We walked and walked, up and down. I started to sweat, pulled off layers, walked and walked, got hungry, devoured peanut butter and apples, walked and walked; I walked the worry out of my body, walked until I was so tired by dusk that my eyes could barely focus.

I got to see three ponds I’d not seen before.

And ice. Oh, the ice.

Woods detritus on ice, in ice.

Woods detritus on ice, in ice.

If this were a painting, the brush strokes are magnificent.

If this were a painting, the brush strokes are magnificent.

Harsh angles.

Harsh angles.

Soft blobs.

Amoeba-like blobs.

Broken glass.

Broken glass.

Photo after photo, I lost myself in the teeny tiny: a single leaf on snow, and closer still the ridges of its veins, the iridescence of decomposition, backed by reflective crystals.  Jagged shapes, clear, opaque, rectangles, rounded blobs, layer across layer of frozen, half-frozen, refrozen.
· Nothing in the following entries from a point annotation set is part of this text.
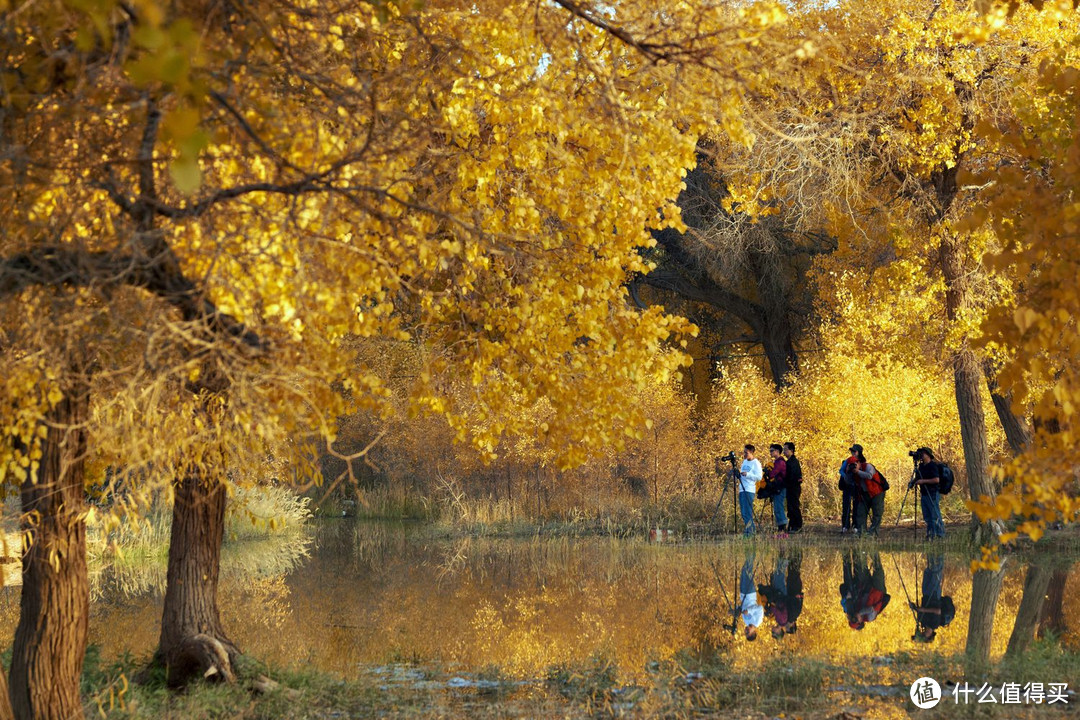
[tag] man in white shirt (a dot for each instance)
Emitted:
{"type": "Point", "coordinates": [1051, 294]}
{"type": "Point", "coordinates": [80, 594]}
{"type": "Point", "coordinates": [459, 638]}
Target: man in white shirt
{"type": "Point", "coordinates": [752, 611]}
{"type": "Point", "coordinates": [748, 476]}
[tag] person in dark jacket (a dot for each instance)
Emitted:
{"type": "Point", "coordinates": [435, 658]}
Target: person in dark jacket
{"type": "Point", "coordinates": [783, 595]}
{"type": "Point", "coordinates": [933, 610]}
{"type": "Point", "coordinates": [929, 479]}
{"type": "Point", "coordinates": [794, 489]}
{"type": "Point", "coordinates": [777, 480]}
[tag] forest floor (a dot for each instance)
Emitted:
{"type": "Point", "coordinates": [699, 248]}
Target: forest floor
{"type": "Point", "coordinates": [798, 688]}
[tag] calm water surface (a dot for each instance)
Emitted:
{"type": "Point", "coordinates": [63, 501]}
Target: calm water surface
{"type": "Point", "coordinates": [372, 594]}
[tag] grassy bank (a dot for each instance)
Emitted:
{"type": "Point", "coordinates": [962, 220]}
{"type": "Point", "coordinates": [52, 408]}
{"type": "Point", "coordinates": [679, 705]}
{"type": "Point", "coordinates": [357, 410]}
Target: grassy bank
{"type": "Point", "coordinates": [799, 688]}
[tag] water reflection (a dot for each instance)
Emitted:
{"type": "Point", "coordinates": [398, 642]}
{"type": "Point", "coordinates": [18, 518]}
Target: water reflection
{"type": "Point", "coordinates": [863, 595]}
{"type": "Point", "coordinates": [373, 594]}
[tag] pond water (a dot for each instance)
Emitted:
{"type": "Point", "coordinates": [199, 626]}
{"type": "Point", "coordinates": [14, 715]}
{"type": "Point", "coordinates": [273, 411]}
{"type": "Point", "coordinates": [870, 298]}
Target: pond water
{"type": "Point", "coordinates": [351, 597]}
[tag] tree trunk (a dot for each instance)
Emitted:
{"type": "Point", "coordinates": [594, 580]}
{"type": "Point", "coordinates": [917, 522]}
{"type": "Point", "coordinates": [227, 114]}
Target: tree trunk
{"type": "Point", "coordinates": [969, 402]}
{"type": "Point", "coordinates": [1030, 607]}
{"type": "Point", "coordinates": [1052, 619]}
{"type": "Point", "coordinates": [192, 641]}
{"type": "Point", "coordinates": [780, 352]}
{"type": "Point", "coordinates": [1016, 431]}
{"type": "Point", "coordinates": [5, 711]}
{"type": "Point", "coordinates": [985, 588]}
{"type": "Point", "coordinates": [51, 638]}
{"type": "Point", "coordinates": [968, 379]}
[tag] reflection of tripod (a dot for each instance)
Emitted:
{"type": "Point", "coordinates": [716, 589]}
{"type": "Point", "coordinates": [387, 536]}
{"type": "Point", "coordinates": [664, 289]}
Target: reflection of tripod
{"type": "Point", "coordinates": [728, 477]}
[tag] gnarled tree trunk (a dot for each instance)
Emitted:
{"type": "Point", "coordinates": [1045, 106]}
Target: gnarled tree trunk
{"type": "Point", "coordinates": [5, 711]}
{"type": "Point", "coordinates": [51, 637]}
{"type": "Point", "coordinates": [192, 640]}
{"type": "Point", "coordinates": [985, 588]}
{"type": "Point", "coordinates": [1052, 617]}
{"type": "Point", "coordinates": [1036, 583]}
{"type": "Point", "coordinates": [1017, 433]}
{"type": "Point", "coordinates": [968, 379]}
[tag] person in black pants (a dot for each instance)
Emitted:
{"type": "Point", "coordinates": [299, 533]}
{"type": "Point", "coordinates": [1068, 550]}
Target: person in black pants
{"type": "Point", "coordinates": [849, 497]}
{"type": "Point", "coordinates": [934, 611]}
{"type": "Point", "coordinates": [794, 489]}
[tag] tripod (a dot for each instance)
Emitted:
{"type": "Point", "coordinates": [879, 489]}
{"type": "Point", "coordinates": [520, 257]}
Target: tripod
{"type": "Point", "coordinates": [728, 477]}
{"type": "Point", "coordinates": [910, 484]}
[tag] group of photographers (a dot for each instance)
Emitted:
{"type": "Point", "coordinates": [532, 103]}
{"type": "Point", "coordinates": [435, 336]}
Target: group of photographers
{"type": "Point", "coordinates": [862, 486]}
{"type": "Point", "coordinates": [783, 488]}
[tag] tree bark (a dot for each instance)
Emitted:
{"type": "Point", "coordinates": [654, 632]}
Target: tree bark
{"type": "Point", "coordinates": [53, 623]}
{"type": "Point", "coordinates": [1052, 619]}
{"type": "Point", "coordinates": [1030, 607]}
{"type": "Point", "coordinates": [190, 622]}
{"type": "Point", "coordinates": [985, 588]}
{"type": "Point", "coordinates": [1017, 433]}
{"type": "Point", "coordinates": [5, 711]}
{"type": "Point", "coordinates": [968, 379]}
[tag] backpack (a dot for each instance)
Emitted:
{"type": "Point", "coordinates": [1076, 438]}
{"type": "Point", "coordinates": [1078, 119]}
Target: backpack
{"type": "Point", "coordinates": [945, 484]}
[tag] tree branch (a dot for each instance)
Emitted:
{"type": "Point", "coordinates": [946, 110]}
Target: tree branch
{"type": "Point", "coordinates": [159, 274]}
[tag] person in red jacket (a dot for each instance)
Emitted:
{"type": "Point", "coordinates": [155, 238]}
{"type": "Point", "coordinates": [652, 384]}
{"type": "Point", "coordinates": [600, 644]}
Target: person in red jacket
{"type": "Point", "coordinates": [863, 594]}
{"type": "Point", "coordinates": [871, 492]}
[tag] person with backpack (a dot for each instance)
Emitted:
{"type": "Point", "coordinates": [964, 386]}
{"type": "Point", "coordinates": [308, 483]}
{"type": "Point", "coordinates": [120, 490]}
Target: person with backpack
{"type": "Point", "coordinates": [783, 596]}
{"type": "Point", "coordinates": [929, 479]}
{"type": "Point", "coordinates": [777, 488]}
{"type": "Point", "coordinates": [794, 489]}
{"type": "Point", "coordinates": [934, 610]}
{"type": "Point", "coordinates": [871, 492]}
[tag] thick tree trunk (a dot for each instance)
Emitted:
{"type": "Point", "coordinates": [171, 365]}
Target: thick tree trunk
{"type": "Point", "coordinates": [968, 378]}
{"type": "Point", "coordinates": [1052, 619]}
{"type": "Point", "coordinates": [192, 641]}
{"type": "Point", "coordinates": [5, 711]}
{"type": "Point", "coordinates": [51, 638]}
{"type": "Point", "coordinates": [1030, 607]}
{"type": "Point", "coordinates": [985, 588]}
{"type": "Point", "coordinates": [780, 352]}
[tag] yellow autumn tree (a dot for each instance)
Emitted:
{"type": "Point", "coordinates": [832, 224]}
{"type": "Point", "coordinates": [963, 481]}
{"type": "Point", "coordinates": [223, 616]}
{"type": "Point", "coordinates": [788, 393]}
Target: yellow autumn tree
{"type": "Point", "coordinates": [204, 200]}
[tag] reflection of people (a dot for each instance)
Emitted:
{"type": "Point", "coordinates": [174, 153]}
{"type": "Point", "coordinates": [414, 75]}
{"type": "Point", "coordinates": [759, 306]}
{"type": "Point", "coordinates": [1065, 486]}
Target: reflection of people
{"type": "Point", "coordinates": [863, 595]}
{"type": "Point", "coordinates": [783, 595]}
{"type": "Point", "coordinates": [778, 483]}
{"type": "Point", "coordinates": [750, 474]}
{"type": "Point", "coordinates": [933, 611]}
{"type": "Point", "coordinates": [794, 489]}
{"type": "Point", "coordinates": [929, 480]}
{"type": "Point", "coordinates": [752, 611]}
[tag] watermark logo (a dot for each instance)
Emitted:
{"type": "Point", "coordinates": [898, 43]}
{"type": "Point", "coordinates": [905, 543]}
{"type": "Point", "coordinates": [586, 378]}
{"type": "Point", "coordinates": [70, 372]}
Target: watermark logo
{"type": "Point", "coordinates": [926, 693]}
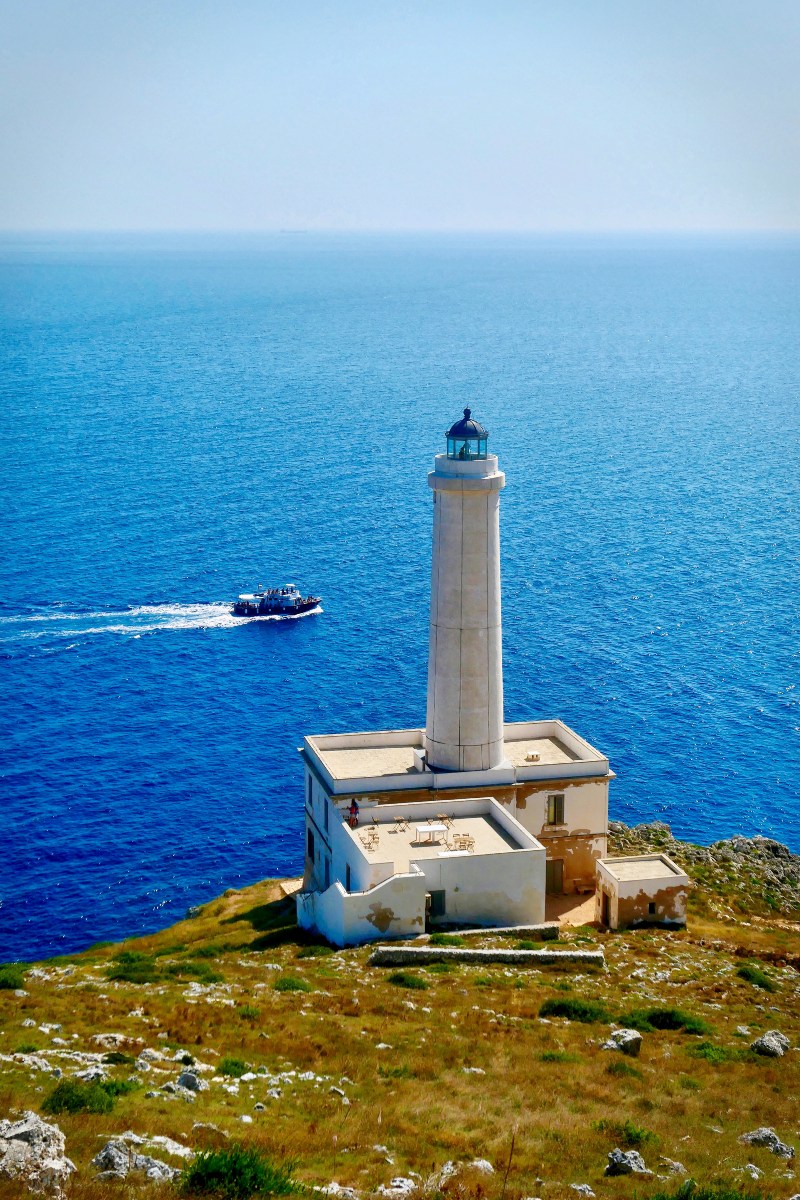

Miniature hemlock cones, red pine needles stacked pick-up-sticks style over white pine needles, leaves trapped under bubbles that couldn’t move.

The light--

The light–from below and above.

We two photographers gasped, giggled, and gestured: Look here! It can’t get more amazing—yes it can! I LOVE ICE.

Movement of water captured as it froze.

Movement of water captured as it froze.

The winter sun moved from white to gray across the sky.  We stumbled past Tubbs Pond and cheerily waved goodbye to snowmobile and deer tracks, and the chickadees who flirted from tree to tree.

My cheeks were ruddy, legs exhilarated. Days later, I still feel the warmth of following my instincts, listening to my body’s craving for beauty—and the walking, walking, walking.

I think I’ve been thawed, by the frozen.

Shimmering seeds on snow.

Winged seeds glowing red on snow, ready.